とはいえ先日何十回も使ったスキルだ。意外と身体が覚えているものだ。無茶なやり方にも関わらず、身体は素直に動いて矢を放った。


「んな……!? 速っ!?」


言いかけた男が手にしていた空き瓶を、矢が穿つ。

同時に椅子と竹箒にも命中。更に弾かれた矢は高速回転し、連中の顔面を強かに打った。


「ぐげぇっ!?」


カエルが潰されるような声をあげて、三人は倒れる。

先日オルオンでサボテン相手に逃げ撃ちをしていたこと俺の速度は、通常の弓道とは比べ物にならない。

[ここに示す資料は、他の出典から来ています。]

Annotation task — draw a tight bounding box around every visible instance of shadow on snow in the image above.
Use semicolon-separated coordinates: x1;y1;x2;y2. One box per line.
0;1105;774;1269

しかもあの時は矢を撃つだけでなく、武器の持ち替えやら周囲に気を配ったりやらで忙しかったからな。

それに比べれば三人同時に相手にするなんて、大したことではないのだ。

加えて言えば弓道部の部室は意外と広く、連中も足の踏ん張りが効かず思った速度では走れなかったのだろう。

……ま、弾かれた矢が三人にそれぞれ当たったのは流石に上手くいきすぎだったけどな。


「鍵は返して貰うよ」


男たちの服を探し、部室の鍵を手に入れる。


「お、俺たちをどうするつもりだ……?」

「さて、どうしようかな」


俺が考え込む様子が余程恐ろしかったのか、さっきまでの勢いはどこへやら。

彼らは急に怯えだす。


「ヒィッ! か、勘弁してくれよ神谷クン! 俺たちの仲じゃねぇか」

「そうそう、俺たちもやりたくてやったわけじゃないんだって!」

「許してくれよ! なっ!?」


ペコペコと頭を下げる彼らに俺は少し意地悪をするように、言う。


「どんなに謝ってもダメだ。君たちには報いを受けて貰う。今までの行いに相応しい報いをね……!」

「ヒャアアアアアアア!」


恐怖に震えながら、彼らは悲鳴を上げるのだった。



「これは一体……どういうことだ……?」


午後六時、生徒会が終わって帰ってきた小鳥遊先輩が俺たちを見て目を丸くする。


「お疲れ様です。小鳥遊先輩」


俺の挨拶に続いて、


「ちぃっす!」

「しゃあっす!」

「お疲れ様っす!」


彼らは元気よく挨拶をする。

その様子を見て小鳥遊先輩はキョトンとした顔をしていた。


「彼らは心を入れ替えたみたいですのでご安心を……な?」

「はいっ!」

「今までのお詫びとして、弓道場はピッカピカにさせていただきますんで! 押忍っ!」


先刻までのダラけた態度はどこへやら。

応援団と見間違う程に声を張っている。

それにしてもでかい声だな。喉が枯れないのだろうか。


「で、弓道は続けるつもりか?」

「「「すんませんっす! 勘弁してください!」」」


全員の声が綺麗にハモる。

折角後輩ができると思ったのになぁ。残念である。

そんなことを考えていると小鳥遊先輩が俺の耳元で囁いてくる。


「……一体彼らに何をしたんだ? 神谷くん」

「それはその……秘密ということで」


どんな理由があろうと部室の弓矢を人に向けたなんて弓道を愛する小鳥遊先輩にはとても言えない。

ともあれ、彼らも反省したようだ。弓道部に平穏が訪れた……と言っていいだろうな。